The Olympics and North Korea

I don’t know about you but I have not been able to get any sleep these past two weeks because of the Olympics. The time difference from London to Korea makes us have to stay up all night to be able to see all of the good games. But, let me tell you. It’s been worth it. South Korea has been doing extremely well, currently ranking 5th. It really is astonishing that a country so small would be doing this well. My parents can’t stop talking about that fact.

But South Korea is not the only Korea that has been doing surprisingly well. North Korea has also been raising a few eyebrows. With four golds and one bronze, North Korea has apparently won the most medals since the 1992 Olympics. And they have even set a new world record for the men’s 62 kg class category in weightlifting. I would say that’s doing extremely well for a country in the state that North Korea is in.

Kim Un Guk was able to lift a whopping 327 kilograms (721 lbs), adding 1 kg to the previous world record for weightlifting, which was held by Zhang Jie of China. Apparently, it is understood that a person is only able to lift 2.5 times his or her own weight. However, Kim was able to lift 3 times his weight, surprising the world.

North Korea first participated in the Summer Olympic Games in 1972 and has been in the Games since then except when they joined the Soviet-led boycott of the 1984 Summer Olympics and also when they boycotted the 1988 Seoul Summer Olympic Games. But North Korean athletes do not have the same Olympic experience that athletes from other countries get to enjoy. In the 2008 Beijing Olympics athletes were reportedly not allowed out of their Olympic compound except for training or events. John Canzano of the Oregonian spoke to some who worked at the North Korea camp and found that athletes were not allowed to mingle with other athletes, and sight-seeing and other cultural events were strictly banned. Members of the North Korean woman’s soccer team are not even allowed to give interviews to reporters, and the responses from their coaches are bland to the point of insult, the AP reports. Some North Korean athletes haven’t bothered to show up to ceremonies where they would be awarded a medal.

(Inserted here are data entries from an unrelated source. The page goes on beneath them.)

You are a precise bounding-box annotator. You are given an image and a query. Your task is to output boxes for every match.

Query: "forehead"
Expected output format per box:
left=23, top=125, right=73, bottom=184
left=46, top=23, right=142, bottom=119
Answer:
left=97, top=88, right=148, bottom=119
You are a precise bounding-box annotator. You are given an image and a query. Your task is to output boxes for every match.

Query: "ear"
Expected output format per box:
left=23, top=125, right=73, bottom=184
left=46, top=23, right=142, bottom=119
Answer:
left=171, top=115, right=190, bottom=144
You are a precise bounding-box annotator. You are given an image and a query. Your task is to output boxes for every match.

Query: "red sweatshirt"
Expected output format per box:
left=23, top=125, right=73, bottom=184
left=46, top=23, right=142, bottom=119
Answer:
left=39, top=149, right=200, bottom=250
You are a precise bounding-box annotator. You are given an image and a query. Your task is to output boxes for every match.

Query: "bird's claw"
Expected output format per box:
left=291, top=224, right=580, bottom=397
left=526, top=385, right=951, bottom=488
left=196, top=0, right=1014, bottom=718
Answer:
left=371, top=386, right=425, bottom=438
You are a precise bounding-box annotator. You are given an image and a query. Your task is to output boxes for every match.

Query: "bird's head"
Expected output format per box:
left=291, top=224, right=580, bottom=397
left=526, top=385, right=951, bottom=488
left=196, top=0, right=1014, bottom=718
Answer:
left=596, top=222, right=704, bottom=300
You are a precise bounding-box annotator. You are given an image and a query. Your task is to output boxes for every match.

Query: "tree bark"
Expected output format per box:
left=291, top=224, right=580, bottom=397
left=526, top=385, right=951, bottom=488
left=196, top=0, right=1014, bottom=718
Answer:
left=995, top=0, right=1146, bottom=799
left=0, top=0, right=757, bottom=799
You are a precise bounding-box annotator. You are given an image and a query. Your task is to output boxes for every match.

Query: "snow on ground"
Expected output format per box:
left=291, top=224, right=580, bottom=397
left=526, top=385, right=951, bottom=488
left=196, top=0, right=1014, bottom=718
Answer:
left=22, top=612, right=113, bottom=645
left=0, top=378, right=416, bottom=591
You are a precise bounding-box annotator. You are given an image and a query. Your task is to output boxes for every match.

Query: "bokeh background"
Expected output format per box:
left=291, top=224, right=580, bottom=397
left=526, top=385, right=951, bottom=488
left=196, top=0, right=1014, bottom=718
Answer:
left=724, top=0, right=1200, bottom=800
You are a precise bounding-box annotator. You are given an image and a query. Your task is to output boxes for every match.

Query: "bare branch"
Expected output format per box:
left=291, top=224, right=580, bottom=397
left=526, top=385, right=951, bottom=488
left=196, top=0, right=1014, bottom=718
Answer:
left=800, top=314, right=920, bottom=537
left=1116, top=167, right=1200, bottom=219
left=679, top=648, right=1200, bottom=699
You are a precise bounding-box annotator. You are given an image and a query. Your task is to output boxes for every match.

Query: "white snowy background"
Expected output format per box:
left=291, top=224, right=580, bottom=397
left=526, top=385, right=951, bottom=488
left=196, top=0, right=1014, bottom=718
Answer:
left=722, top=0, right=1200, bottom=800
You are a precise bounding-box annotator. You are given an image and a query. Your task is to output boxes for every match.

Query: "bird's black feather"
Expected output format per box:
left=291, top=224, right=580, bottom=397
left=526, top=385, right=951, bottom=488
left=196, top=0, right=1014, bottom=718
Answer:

In an interview about Olympian defectors, Olympic historian, David Wallechinsky was asked why there have never been any defectors from North Korea. He answers, “I have actually visited North Korea and this is the most repressive country I’ve ever been to. What they do is they threaten the families… I went to Albania one week after the fall of communism and I tracked down their greatest athlete ever in the Olympics who was a weight lifter, who was then working as a clown, a circus clown. And he told me that when he went to the 1972 Olympics there was one minder for every athlete. They were never allowed to be alone. And I’m sure that’s the exact same thing that the North Koreans are doing.”

Quite contrary to defection, the North Korean athletes have been turning their glory to their leader, Kim Jong Un and their country. Judo gold medalist An Kum Ae said, “As an athlete I believe by winning the gold medal I was able to glorify my nation and give support to the people of my nation, so I am really happy. I believe I gave some happiness and joy to our leader, Kim Jong Un.”

But other than love for their country and for their dear leader, what else could be driving these athletes to perform well? There have been some articles released that offer one possible explanation for this.

There have been rumors that North Korea only has two responses to athletes’ performances. If they do well they can expect refrigerators, cars, televisions and an immediate jump in social status. But poor performances, especially losing to their archenemy nations like the United States or South Korea, have consequences. Rumors of athletes being sent directly to labor camps upon arriving home are not confirmed, but it is a common procedure to open “review meetings” after the sports events in which participants “assess” their own and each other’s games, said Kim Yo-Han, a defector living in Seoul. North Korean defector Lee Chang-soo told Reuters in March that the difference between winning and losing an international competition could even be a matter of life and death. A bronze medal winner at the 1989 World Judo Championships, Lee’s life was turned upside down when he lost to a South Korean in the final of the 1990 Beijing Asian Games. Lee was sent to a coal mine for his failure.

Of course, much of the information regarding this are rumors and we will never know for sure what exactly happens to these athletes. I can only hope that they find peace in their game results and wish all of the North Korean athletes safety and well-being.